An advanced statistical analysis (second generation multivariate analysis) to test the association between IV and DV was performed (Fig. 1). The model depicted a better oral health status (plaque score, gingival index and dental caries status) in children using the electric toothbrush compared to others. Similar findings of higher plaque score change was noted for electric toothbrush, when compared to manual toothbrush possibly because electric brushes are less technique sensitive requiring less dexterity [30]. The preference of toothbrush grip type among Malaysian preschool children was similar to that of Indian children, which was distal oblique grip type followed by oblique, power, precision and spoon type [31]. Distal oblique grip type resulted in better plaque removal than other grip types [32]. However, in our study, toothbrush grip type was not significantly associated with plaque score but instead only significantly associated with gingival status. Majority of children were observed to use fluoridated toothpaste similar to that reported in another Malaysian study [33]. However, the trend of using non-fluoridated toothpaste has remained at 8–10% in both these studies [33]. When compared to our study, the use of fluoridated toothpaste among preschoolers, was reportedly more in Trinidad (80%) [34], and less in Hispanics (71%) [35]. Higher fluoride containing toothpaste (F > 1000 ppm) had a significant effect on dental caries status and plaque score change in the present study [36]. This may also explain why children in our study using full-length toothpaste had lesser dental caries. However, pea-sized toothpaste amount is routinely recommended to avoid side effects such as fluorosis in children who inadvertently swallow the toothpaste [5]. The percentage of preschool children in the present study reportedly using  pea-sized toothpaste (19%) was more than that reported previously [33]. However, those observed to use pea-size was less than the reported number.

Toothbrushing twice a day or more was associated with better oral health status (dental caries and gingival health) of preschool children [37]. In our study, sixty two percent of preschool children brushed twice a day or more, which was slightly more than the previous study on Malaysian pre-schoolers (59.4%) [14], but less than that reported by Swedish investigators [37]. In our study better gingival and dental caries status were recorded with more frequent toothbrushing, understandably due to the routine biofilm disturbance.
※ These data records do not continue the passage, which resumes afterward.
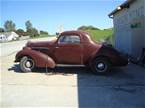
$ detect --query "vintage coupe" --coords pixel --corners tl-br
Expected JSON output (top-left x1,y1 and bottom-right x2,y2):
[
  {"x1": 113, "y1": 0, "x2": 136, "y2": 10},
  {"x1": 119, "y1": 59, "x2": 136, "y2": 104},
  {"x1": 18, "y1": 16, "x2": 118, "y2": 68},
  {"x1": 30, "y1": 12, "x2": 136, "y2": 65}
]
[{"x1": 15, "y1": 31, "x2": 128, "y2": 74}]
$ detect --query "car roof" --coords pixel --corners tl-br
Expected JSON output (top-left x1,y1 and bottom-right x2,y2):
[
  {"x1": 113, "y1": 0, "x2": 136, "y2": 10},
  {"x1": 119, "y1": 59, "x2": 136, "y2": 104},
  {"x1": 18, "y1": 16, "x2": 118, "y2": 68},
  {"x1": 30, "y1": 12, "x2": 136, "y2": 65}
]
[{"x1": 60, "y1": 30, "x2": 89, "y2": 36}]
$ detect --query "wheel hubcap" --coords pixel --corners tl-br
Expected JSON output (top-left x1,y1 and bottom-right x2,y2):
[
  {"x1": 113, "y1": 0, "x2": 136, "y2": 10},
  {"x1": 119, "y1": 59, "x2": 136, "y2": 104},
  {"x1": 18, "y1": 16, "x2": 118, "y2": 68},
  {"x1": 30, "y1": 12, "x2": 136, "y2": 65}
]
[{"x1": 97, "y1": 63, "x2": 105, "y2": 70}]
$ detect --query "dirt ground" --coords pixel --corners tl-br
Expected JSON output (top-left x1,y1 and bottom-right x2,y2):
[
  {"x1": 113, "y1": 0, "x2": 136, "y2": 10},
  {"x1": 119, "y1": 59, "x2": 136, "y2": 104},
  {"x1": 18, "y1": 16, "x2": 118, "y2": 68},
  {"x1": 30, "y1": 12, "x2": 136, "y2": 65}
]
[{"x1": 0, "y1": 53, "x2": 145, "y2": 108}]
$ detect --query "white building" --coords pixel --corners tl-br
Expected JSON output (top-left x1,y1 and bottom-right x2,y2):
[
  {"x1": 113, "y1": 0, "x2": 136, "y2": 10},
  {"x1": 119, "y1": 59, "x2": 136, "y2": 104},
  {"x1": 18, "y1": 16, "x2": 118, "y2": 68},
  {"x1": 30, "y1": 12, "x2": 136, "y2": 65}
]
[
  {"x1": 109, "y1": 0, "x2": 145, "y2": 57},
  {"x1": 0, "y1": 32, "x2": 19, "y2": 42}
]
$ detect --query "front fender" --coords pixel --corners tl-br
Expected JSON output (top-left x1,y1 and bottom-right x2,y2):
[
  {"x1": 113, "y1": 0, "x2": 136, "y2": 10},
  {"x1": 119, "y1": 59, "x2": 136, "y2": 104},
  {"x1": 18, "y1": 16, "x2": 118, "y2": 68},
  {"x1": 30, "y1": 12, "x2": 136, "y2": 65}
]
[{"x1": 15, "y1": 48, "x2": 56, "y2": 68}]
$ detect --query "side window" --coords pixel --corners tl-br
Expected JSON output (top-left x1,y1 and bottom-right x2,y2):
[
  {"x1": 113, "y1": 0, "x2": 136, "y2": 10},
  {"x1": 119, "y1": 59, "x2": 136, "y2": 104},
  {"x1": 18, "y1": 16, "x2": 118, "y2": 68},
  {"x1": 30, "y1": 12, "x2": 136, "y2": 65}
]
[{"x1": 58, "y1": 35, "x2": 80, "y2": 44}]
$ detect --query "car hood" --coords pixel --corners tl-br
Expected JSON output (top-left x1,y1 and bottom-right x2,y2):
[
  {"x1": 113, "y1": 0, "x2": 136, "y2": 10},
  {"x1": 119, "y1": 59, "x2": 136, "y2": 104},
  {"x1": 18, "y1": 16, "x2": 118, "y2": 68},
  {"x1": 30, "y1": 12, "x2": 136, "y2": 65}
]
[{"x1": 26, "y1": 39, "x2": 56, "y2": 47}]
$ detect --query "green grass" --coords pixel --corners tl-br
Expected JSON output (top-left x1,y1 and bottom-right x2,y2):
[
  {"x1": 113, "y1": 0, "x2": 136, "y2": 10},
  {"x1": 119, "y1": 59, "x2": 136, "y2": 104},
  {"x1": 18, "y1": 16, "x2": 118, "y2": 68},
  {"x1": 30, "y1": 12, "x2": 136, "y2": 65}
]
[{"x1": 86, "y1": 29, "x2": 113, "y2": 44}]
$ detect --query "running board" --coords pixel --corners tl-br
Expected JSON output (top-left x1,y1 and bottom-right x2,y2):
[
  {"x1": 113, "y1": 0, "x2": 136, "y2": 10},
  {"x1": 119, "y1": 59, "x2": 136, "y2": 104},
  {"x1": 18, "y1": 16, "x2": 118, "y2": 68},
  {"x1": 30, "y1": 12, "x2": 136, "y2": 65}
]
[{"x1": 56, "y1": 64, "x2": 85, "y2": 67}]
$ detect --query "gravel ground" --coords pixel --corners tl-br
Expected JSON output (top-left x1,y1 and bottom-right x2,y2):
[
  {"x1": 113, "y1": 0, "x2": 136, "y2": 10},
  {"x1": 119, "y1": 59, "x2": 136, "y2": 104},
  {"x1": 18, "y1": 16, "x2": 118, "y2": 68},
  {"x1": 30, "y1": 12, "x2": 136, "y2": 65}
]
[{"x1": 0, "y1": 37, "x2": 145, "y2": 108}]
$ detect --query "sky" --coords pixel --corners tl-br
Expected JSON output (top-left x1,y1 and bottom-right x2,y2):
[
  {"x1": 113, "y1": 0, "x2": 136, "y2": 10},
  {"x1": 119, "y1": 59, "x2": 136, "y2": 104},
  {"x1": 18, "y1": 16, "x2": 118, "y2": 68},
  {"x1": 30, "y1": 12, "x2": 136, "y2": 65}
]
[{"x1": 0, "y1": 0, "x2": 125, "y2": 34}]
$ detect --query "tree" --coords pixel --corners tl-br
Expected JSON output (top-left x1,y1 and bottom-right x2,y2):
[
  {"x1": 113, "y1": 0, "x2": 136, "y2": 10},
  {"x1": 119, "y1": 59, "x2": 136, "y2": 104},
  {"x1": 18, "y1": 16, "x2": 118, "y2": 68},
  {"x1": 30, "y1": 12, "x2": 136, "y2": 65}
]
[
  {"x1": 78, "y1": 26, "x2": 100, "y2": 31},
  {"x1": 4, "y1": 20, "x2": 16, "y2": 32},
  {"x1": 25, "y1": 20, "x2": 33, "y2": 30},
  {"x1": 27, "y1": 28, "x2": 39, "y2": 37},
  {"x1": 0, "y1": 28, "x2": 5, "y2": 33}
]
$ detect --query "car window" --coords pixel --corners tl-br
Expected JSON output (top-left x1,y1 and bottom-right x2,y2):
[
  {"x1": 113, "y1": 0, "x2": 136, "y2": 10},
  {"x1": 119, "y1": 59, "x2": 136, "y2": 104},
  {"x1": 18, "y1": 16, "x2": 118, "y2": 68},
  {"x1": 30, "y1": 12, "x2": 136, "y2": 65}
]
[{"x1": 58, "y1": 35, "x2": 80, "y2": 44}]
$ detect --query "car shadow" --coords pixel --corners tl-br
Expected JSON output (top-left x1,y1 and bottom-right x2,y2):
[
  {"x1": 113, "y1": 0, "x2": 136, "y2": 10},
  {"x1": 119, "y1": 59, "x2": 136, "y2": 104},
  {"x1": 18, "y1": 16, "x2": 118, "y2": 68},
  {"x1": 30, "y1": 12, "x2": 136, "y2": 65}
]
[{"x1": 8, "y1": 64, "x2": 145, "y2": 108}]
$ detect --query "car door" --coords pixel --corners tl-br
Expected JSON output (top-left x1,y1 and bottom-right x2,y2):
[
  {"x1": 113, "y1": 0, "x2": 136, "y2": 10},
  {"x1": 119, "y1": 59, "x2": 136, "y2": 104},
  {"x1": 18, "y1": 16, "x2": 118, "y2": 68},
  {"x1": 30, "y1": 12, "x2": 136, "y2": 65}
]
[{"x1": 54, "y1": 35, "x2": 83, "y2": 64}]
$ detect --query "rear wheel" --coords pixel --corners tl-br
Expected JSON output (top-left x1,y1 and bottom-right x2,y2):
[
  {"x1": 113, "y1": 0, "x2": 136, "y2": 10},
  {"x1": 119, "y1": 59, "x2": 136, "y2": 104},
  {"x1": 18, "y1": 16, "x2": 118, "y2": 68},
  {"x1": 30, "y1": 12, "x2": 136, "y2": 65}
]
[
  {"x1": 91, "y1": 57, "x2": 111, "y2": 74},
  {"x1": 20, "y1": 56, "x2": 35, "y2": 72}
]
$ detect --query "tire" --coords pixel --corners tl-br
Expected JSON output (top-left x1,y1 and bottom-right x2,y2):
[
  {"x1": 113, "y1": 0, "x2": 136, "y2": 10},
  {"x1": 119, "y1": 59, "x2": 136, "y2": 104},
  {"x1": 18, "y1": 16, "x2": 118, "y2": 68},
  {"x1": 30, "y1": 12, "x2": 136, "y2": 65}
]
[
  {"x1": 91, "y1": 57, "x2": 111, "y2": 75},
  {"x1": 20, "y1": 56, "x2": 35, "y2": 72}
]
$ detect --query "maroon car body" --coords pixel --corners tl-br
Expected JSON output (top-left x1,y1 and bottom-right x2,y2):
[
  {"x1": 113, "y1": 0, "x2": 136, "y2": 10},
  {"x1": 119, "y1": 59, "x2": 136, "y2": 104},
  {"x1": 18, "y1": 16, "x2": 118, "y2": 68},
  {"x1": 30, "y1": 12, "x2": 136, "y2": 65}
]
[{"x1": 15, "y1": 31, "x2": 128, "y2": 74}]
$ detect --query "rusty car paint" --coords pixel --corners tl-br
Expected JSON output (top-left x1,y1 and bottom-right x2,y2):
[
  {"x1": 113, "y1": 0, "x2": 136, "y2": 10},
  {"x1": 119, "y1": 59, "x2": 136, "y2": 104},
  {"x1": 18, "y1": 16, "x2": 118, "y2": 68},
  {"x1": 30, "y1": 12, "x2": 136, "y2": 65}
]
[
  {"x1": 16, "y1": 48, "x2": 56, "y2": 68},
  {"x1": 16, "y1": 31, "x2": 128, "y2": 67}
]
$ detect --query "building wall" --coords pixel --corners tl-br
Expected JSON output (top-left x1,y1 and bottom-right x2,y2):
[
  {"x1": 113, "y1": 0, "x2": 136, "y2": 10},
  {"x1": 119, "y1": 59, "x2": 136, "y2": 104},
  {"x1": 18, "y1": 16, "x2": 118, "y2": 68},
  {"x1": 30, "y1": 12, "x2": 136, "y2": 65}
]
[{"x1": 114, "y1": 0, "x2": 145, "y2": 57}]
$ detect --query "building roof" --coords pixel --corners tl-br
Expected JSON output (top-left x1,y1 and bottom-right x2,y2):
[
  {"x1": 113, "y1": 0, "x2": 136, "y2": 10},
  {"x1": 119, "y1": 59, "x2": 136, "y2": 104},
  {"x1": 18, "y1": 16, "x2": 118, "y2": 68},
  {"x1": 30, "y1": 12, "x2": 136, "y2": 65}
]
[{"x1": 108, "y1": 0, "x2": 136, "y2": 18}]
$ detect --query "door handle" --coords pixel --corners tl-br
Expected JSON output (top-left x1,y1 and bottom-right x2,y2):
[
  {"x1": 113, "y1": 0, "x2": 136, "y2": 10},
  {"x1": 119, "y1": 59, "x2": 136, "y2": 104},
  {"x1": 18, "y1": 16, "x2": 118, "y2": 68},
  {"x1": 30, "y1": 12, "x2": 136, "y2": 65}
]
[{"x1": 55, "y1": 47, "x2": 59, "y2": 48}]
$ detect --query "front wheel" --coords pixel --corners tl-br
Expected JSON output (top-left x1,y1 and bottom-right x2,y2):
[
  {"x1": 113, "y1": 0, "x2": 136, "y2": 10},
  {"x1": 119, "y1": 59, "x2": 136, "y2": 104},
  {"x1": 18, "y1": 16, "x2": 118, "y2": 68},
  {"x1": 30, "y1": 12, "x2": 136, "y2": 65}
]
[
  {"x1": 20, "y1": 56, "x2": 35, "y2": 72},
  {"x1": 91, "y1": 57, "x2": 111, "y2": 74}
]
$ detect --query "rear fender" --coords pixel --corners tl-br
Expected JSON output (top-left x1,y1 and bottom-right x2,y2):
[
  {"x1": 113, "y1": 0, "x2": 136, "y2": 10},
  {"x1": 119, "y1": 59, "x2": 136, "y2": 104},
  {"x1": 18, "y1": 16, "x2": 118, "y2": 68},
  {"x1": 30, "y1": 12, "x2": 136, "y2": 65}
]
[{"x1": 15, "y1": 48, "x2": 56, "y2": 68}]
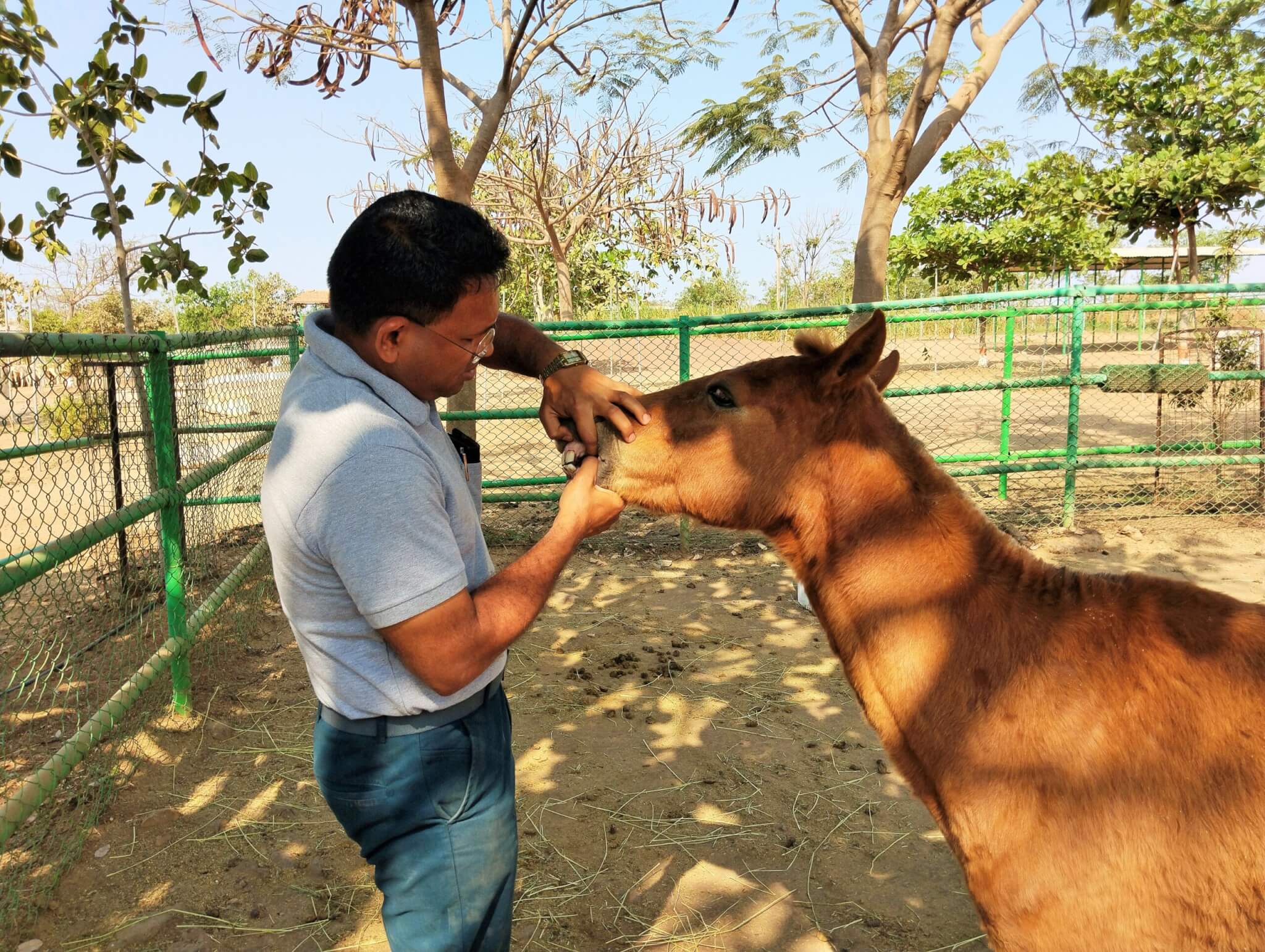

Compared to recommendations, shorter toothbrushing duration was observed in other studies among pre-schoolers [35, 38]. In this study increased toothbrushing duration was observed (51%), speculating that children attempted to remove the plaque disclosing dye which they could visualise on their teeth. The horizontal technique of toothbrushing was preferred in this study, similar to another study [8], explicably due to the lack of manual dexterity in this age group. Toothbrushing in a systematic way ensures increased plaque removal [39]. The children observed to brush in a non-systematic manner in our study had poorer oral health, although the association was only significant with gingival status, not plaque score. Routine non-systematic toothbrushing will more likely manifest as localised gingivitis. Minimal mouth rinsing (with water) after toothbrushing is currently recommended to retain the antiplaque effect of fluoride in oral cavity for a longer period [7]. We observed that majority rinsed once after toothbrushing, although they rinsed multiple times during the course of toothbrushing. The effect of multiple mouth rinsing midway during toothbrushing will most likely reduce the fluoride effect of toothpaste, however evidence on this is lacking.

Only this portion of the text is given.